Lead Opinion
MAJORITY OPINION
In this intoxication-manslaughter case, we decide whether the trial court erred in suppressing the results of tests performed on a defendant’s blood sample. The trial court granted a pre-trial motion to suppress this evidence based on the trial court’s conclusion that the State violated the Texas Constitution’s Due Course of Law Clause when the State destroyed the blood sample before trial. Contrary to the trial court’s ruling, we conclude that, in this context, the Texas Constitution’s Due Course of Law Clause provides the same protection as the United States Constitution’s Due Process Clause. Because the blood sample was not “material, exculpatory evidence” but only “potentially useful evidence,” under both of these constitutional provisions, the defendant/appellee had to show that the State destroyed his blood sample in bad faith. Because there is no evidence of bad faith, we reverse the trial court’s order suppressing the test results.

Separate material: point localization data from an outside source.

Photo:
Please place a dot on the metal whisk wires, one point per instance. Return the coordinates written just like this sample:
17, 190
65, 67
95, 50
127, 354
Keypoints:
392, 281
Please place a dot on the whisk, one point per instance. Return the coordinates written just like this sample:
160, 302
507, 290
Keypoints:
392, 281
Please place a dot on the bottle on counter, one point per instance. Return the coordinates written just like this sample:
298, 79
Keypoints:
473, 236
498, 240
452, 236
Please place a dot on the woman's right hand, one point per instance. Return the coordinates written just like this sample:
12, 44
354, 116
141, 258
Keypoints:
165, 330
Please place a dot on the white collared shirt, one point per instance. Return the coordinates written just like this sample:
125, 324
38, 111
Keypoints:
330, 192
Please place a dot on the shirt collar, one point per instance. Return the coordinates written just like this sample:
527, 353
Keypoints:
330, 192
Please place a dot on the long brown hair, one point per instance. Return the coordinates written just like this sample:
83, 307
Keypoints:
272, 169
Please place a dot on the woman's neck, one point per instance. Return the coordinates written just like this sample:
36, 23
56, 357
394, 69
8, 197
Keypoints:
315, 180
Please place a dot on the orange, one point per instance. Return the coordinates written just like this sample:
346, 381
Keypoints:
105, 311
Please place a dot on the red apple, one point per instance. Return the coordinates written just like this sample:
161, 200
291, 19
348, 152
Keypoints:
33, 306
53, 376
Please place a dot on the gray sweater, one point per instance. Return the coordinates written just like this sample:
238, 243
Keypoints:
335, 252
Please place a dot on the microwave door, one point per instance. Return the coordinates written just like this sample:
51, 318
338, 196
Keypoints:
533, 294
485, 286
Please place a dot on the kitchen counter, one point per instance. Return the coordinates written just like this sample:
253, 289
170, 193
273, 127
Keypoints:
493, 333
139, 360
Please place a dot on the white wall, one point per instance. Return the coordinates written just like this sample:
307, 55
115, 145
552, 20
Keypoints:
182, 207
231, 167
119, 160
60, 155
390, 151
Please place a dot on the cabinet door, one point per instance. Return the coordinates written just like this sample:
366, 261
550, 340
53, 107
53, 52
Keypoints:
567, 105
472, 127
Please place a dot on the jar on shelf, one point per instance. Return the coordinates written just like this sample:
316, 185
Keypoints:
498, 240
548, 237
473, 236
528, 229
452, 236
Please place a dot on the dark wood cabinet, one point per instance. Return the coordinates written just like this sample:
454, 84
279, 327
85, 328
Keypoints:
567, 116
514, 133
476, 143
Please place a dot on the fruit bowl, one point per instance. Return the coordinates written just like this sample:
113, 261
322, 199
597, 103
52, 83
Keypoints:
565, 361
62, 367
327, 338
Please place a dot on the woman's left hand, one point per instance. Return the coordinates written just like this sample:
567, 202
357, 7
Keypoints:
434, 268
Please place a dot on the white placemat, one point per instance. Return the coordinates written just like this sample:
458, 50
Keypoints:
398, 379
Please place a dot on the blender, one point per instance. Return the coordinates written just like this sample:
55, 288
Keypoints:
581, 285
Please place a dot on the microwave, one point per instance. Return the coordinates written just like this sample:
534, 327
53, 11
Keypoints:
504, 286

I. FACTUAL AND PROCEDURAL BACKGROUND
While driving his vehicle on July 26, 2008, appellee Jose Garcia Vasquez collided with another vehicle, resulting in the death of Randy Clark. Two hours after the collision, Vasquez’s blood was drawn and thereafter tested for alcohol. The test results indicated that Vasquez’s blood-alcohol level was .12, which is above the legal limit for operation of a motor vehicle. A few months later, on October 17, 2003, Vasquez was charged with the felony offense of intoxication manslaughter.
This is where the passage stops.